Buyurun size tarihi ve ibretlik bir vesika.
Hz. Ömer, halife seçildiği ilk gün aldığı karar; Halid bin Velid gibi büyük İslam Komutanını görevden almak oldu.
Yermük'de büyük bir savaş hazırlığı yapan Halid bin Velid’e mektup gönderip, "Seni komutanlıktan azlettim." dedi. O an bir karışıklık olmasından endişe eden Halid bin Velid, mektubu gizledi ve zafer sonrasında karara itaat ederek görevi bıraktı.
Girdiği hiçbir savaşı kaybetmeyen, İslâm'ın büyük komutanlarından Halid bin Velid’in görevden alınması, halk arasında da tepkiyle karşılandı.
Bu tepkiler üzerine Hz Ömer şöyle der;
"Hâlid bin Velid’in” savaşlarda gösterdiği üstün başarılar, ona halk arasında insanüstü vasıflar yüklenmesine sebep olmuştur."
Ona kutsallık atfedilmeye başlandığını ve efsanevi bir karaktere dönüştürüldüğünü gördüm.
—O, olmazsa savaş kazanılmaz.
—O, yoksa İslam Devleti'nin sınırları genişleyemez.

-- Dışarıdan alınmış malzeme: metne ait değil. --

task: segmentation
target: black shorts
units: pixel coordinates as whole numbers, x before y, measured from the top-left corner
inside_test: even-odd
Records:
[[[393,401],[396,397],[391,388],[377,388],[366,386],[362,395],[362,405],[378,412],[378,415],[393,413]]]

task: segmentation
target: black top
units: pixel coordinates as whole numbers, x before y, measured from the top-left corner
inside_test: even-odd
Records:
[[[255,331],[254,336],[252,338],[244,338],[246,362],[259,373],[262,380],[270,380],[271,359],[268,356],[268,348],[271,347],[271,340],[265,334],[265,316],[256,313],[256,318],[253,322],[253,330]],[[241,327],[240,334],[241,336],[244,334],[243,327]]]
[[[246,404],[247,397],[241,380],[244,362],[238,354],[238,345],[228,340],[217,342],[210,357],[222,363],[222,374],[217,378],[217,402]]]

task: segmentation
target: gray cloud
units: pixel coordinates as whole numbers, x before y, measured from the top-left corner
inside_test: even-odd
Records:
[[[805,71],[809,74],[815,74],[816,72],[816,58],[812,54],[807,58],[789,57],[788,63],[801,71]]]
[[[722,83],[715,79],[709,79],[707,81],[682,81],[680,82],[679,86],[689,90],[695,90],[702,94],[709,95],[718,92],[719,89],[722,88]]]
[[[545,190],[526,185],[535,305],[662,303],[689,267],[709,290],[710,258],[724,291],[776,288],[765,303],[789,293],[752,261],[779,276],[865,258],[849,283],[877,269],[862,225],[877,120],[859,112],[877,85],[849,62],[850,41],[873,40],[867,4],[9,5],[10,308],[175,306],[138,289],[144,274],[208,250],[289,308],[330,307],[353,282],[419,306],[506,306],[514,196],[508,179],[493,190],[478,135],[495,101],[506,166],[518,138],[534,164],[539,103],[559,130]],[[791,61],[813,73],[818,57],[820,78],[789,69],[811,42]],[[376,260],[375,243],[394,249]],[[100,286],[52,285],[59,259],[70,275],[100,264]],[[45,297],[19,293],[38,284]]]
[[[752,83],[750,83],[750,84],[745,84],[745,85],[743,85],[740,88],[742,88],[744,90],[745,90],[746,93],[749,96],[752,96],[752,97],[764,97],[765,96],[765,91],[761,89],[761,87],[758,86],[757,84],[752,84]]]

—O'nun komuta ettiği ordu yenilmez.
—Bütün güç ve kudret Halid bin Velid’e aittir.
Halid bin Velid’e yüklenen ve halk arasında ilâhlaştırılmasına yol açan bu söylemler üzerine, Hz. Ömer, böyle bir karar aldığını söyler…
Mesele, tamamen müessir bir şahıs etrafında şahsileşince, güç, kudret, şan ve şöhret abartılınca, başarıları tek bir kişiye mal edip, şahısın kendisi daha çok ön plana çıkıp, kutsallaştırılınca; bunun adı “Halid bin Velid” dahi olsa sıradan bir askere dönüşeceğini “Ömer’i” bir anlayışla tüm insanlık öğrenmiş oldu..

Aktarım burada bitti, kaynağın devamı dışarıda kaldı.